Abstract
Real-time breath gas analysis coupled to gas exchange modeling is emerging as promising strategy to enhance the information gained from breath tests. It is shown for exhaled breath carbon monoxide (eCO), a potential biomarker for oxidative stress and respiratory diseases, that a weighted, nonlinear least-squares fit of simulated to measured expirograms can be used to extract physiological parameters, such as airway and alveolar concentrations and diffusing capacities. Experimental CO exhalation profiles are acquired with high time-resolution and precision using mid-infrared tunable diode laser absorption spectroscopy and online breath sampling. A trumpet model with axial diffusion is employed to generate eCO profiles based on measured exhalation flow rates and volumes. The concept is demonstrated on two healthy non-smokers exhaling at a flow rate of 250 ml s−1 during normal breathing and at 120 ml s−1 after 10 s of breath-holding. The obtained gas exchange parameters of the two subjects are in a similar range, but clearly distinguishable. Over a series of twenty consecutive expirograms, the intra-individual variation in the alveolar parameters is less than 6%. After a 2 h exposure to 10 ± 2 ppm CO, end-tidal and alveolar CO concentrations are significantly increased (by factors of 2.7 and 4.9 for the two subjects) and the airway CO concentration is slightly higher, while the alveolar diffusing capacity is unchanged compared to before exposure. Using model simulations, it is found that a three-fold increase in maximum airway CO flux and a reduction in alveolar diffusing capacity by 60% lead to clearly distinguishable changes in the exhalation profile shape. This suggests that extended breath CO analysis has clinical relevance in assessing airway inflammation and chronic obstructive pulmonary disease. Moreover, the novel methodology contributes to the standardization of real-time breath gas analysis.
Highlights
During the past decade, the advent of novel analytical techniques has intensified the interest in real-time detection of trace species in exhaled breath as alternative to offline analysis [1, 2]
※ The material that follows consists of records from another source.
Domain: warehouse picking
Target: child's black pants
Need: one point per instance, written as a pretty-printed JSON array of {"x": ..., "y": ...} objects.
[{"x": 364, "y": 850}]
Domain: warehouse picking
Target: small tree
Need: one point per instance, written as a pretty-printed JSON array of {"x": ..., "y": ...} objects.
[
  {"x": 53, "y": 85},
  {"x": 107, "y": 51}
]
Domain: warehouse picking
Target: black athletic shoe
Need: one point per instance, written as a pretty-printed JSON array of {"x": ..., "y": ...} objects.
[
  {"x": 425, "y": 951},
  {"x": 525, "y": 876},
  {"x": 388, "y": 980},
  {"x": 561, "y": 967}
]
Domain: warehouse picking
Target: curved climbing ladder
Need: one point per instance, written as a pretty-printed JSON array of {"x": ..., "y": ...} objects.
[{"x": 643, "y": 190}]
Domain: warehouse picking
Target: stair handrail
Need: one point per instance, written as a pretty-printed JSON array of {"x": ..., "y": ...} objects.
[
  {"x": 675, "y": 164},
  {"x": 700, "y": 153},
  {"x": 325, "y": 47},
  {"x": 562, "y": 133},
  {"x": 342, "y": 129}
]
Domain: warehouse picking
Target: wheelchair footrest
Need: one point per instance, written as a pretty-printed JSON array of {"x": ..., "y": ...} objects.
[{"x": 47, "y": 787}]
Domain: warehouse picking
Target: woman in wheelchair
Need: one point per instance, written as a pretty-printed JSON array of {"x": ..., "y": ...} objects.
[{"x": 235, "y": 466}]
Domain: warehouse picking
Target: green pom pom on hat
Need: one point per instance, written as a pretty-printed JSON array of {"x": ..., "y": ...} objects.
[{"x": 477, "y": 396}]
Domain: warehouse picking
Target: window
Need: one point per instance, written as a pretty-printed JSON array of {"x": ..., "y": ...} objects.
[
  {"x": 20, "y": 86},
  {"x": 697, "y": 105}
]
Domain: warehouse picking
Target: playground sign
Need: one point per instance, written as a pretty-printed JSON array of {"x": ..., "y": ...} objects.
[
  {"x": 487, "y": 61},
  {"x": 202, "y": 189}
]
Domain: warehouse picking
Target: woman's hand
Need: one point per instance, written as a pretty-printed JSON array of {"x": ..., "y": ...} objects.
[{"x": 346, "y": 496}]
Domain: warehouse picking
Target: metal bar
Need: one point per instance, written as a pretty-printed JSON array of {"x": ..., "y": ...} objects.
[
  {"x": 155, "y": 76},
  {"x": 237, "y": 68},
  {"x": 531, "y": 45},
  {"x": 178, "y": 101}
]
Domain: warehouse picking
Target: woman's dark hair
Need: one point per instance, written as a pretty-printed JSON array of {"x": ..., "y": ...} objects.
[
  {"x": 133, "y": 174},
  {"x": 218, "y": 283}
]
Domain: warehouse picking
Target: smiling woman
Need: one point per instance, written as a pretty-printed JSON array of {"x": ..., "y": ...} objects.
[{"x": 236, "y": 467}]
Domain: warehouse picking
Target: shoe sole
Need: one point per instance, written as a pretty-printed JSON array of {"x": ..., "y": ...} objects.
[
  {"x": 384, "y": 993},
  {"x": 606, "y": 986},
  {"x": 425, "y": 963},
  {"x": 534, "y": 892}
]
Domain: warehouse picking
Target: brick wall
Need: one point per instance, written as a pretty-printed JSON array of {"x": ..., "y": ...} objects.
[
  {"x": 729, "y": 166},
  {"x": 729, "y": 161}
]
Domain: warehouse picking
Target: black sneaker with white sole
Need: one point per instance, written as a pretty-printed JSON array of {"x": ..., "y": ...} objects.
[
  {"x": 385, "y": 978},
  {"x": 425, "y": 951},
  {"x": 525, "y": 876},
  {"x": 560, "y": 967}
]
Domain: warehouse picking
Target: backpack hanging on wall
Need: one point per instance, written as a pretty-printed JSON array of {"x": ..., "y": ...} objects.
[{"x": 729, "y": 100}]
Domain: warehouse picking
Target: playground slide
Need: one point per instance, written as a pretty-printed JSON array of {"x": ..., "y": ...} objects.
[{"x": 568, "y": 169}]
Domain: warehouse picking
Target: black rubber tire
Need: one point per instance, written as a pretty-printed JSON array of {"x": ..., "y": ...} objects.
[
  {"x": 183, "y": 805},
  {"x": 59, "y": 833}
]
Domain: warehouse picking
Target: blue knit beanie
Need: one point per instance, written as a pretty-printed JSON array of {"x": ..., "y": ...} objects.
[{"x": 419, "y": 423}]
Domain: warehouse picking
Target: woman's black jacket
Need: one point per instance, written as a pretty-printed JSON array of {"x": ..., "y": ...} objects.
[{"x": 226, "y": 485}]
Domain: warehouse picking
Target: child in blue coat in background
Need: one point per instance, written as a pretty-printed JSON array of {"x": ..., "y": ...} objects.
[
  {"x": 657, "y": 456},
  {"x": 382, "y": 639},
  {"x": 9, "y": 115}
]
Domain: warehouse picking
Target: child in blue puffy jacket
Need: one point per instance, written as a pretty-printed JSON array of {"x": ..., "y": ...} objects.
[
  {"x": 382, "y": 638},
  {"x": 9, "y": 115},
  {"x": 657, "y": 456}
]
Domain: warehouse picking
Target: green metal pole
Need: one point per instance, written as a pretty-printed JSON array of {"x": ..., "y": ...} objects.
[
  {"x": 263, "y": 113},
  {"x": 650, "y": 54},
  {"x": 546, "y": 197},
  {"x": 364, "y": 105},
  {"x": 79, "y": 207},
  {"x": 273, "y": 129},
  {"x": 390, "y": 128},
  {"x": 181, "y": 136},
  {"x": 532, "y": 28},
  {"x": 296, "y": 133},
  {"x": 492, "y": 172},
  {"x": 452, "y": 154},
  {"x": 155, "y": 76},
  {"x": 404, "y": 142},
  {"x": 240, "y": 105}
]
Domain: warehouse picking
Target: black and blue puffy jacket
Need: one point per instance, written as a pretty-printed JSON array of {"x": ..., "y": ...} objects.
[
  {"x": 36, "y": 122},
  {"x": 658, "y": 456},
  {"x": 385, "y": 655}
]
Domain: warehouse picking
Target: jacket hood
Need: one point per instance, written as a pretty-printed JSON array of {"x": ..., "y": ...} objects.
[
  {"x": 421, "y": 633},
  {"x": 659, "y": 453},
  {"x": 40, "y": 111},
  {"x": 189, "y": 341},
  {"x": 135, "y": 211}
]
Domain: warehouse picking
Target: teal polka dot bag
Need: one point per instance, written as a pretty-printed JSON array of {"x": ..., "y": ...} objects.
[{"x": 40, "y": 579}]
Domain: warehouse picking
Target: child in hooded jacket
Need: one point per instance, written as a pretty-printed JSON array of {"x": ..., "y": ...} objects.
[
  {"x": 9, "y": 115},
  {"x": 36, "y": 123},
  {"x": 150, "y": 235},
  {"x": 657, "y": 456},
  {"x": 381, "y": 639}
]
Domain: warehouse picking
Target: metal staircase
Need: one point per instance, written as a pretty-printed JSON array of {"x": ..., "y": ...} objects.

The corresponding breath sampling data for these expirograms is shown in figure 2
Phase I represents the air from anatomical dead-space and the conducting airways, phase III represents the air from the alveoli, and phase II denotes the transition between phases I and III
Summary
The advent of novel analytical techniques has intensified the interest in real-time detection of trace species in exhaled breath as alternative to offline analysis [1, 2]. In the context of this work, real-time breath gas analysis refers to controlled online breath sampling and subsequent quantitative biomarker detection with sufficient measurement time-resolution (usually sub-second) and precision to accurately resolve individual breath cycles. An additional benefit of breathcycle-resolved detection is that single-exhalation profiles contain spatiotemporal information about the gas exchange in the respiratory tract. The shape of an exhalation profile primarily depends on the locations of biomarker production and exchange in the respiratory tract (alveoli, airways, oral/nasal cavities), and the breath sampling Coupled to suitable mathematical models of gas exchange [3], this enables biomarker source discrimination and non-invasive determination of physiological parameters, which can lead to improved data interpretation, a better understanding of the origin and biochemical pathways of biomarkers and, eventually, to novel breath tests.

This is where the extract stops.